Because the experimental colonies were drawn from shallow water, interpretation of results is limited to these depths. It is possible that shallower populations may be exposed to higher/more variable SSTs, and the capacity for adaptation may be more evident in this environment. This is opposed to corals from deeper, less variable depths which have a diminished need to adapt to increased SSTs.
Experimental Design
Details of the techniques used to isolate and examine Symbiodinium cells expelled from corals via a flow-through design may be found in Strychar et al. [47]. Data presented here are derived from the same set of experiments, but we have shifted the focus for analysis to in hospite host and Symbiodinum cells, as opposed to expelled cells (see [47]). Data on expelled cells have been covered in earlier publications. Results from this study will be discussed in the context of earlier ones. Collection of the corals used here was performed under Permit #G99/293 issued by the Great Barrier Reef Marine Park Authority (GBRMPA), Townsville, Qld., Australia.
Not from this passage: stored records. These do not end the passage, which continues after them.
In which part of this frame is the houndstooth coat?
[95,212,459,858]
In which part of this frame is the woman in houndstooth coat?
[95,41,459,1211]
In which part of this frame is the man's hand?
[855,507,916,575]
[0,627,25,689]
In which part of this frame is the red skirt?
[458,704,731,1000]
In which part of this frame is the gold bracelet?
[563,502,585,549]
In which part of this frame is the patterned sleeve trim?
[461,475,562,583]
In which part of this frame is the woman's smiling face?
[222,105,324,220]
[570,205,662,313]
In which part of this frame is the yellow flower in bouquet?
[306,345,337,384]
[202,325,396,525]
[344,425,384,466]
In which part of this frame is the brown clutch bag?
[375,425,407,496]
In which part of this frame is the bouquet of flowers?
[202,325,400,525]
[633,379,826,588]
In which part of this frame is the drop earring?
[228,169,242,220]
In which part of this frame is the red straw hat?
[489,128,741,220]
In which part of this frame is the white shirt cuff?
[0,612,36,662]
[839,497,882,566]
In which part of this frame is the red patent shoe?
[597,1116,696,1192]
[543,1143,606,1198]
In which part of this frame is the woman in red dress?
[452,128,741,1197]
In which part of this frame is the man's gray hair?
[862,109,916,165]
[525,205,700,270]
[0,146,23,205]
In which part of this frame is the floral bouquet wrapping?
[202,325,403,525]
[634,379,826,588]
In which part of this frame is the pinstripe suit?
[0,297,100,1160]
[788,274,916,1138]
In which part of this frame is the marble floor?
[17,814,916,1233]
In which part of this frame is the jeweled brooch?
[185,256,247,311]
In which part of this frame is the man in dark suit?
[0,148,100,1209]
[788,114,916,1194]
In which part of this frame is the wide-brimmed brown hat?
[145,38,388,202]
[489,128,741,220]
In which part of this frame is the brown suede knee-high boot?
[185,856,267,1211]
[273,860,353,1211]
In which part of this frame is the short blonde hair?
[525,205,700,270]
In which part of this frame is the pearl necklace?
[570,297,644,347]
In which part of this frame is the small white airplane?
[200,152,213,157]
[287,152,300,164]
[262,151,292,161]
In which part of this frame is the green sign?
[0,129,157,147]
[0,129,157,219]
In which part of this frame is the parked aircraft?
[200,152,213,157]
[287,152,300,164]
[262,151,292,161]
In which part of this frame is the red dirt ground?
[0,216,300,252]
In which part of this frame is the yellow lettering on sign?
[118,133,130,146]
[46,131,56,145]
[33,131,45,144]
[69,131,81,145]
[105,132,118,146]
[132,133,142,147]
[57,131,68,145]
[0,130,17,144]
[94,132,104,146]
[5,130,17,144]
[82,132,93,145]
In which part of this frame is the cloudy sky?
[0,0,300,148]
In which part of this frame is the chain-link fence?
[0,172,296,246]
The experiment followed a randomized block design [131], testing effects of different experimental temperature regimes on these soft corals over a 12 h period. Details of the experimental design are presented in Strychar et al. [46], [47]. We will summarize those techniques here. Ten incubation containers were used for each run. Temperatures within chambers were also randomized for each run. Corals were incubated at average temperatures of 28°, 30°, 32°, 34°, and 36°C. The 28°C temperature acted as a control and was similar to summer mean seawater temperature in the region [46], [47]. Two replicate incubation containers were used for each temperature at each run. This number of containers was used because each set-up was extensive and costly to construct and maintain. A sample size of ten replicates (n = 10) for each coral at each temperature was used. This equates to 30 coral samples used per temperature (i.e. ten of each coral type), 150 coral samples used in total (i.e. 50 samples of each type). The control and experimental temperatures were chosen based upon mean monthly averages available from Integrated Global Ocean Services System (IGOSS; [132]). The control temperature represented the yearly peak average for the region.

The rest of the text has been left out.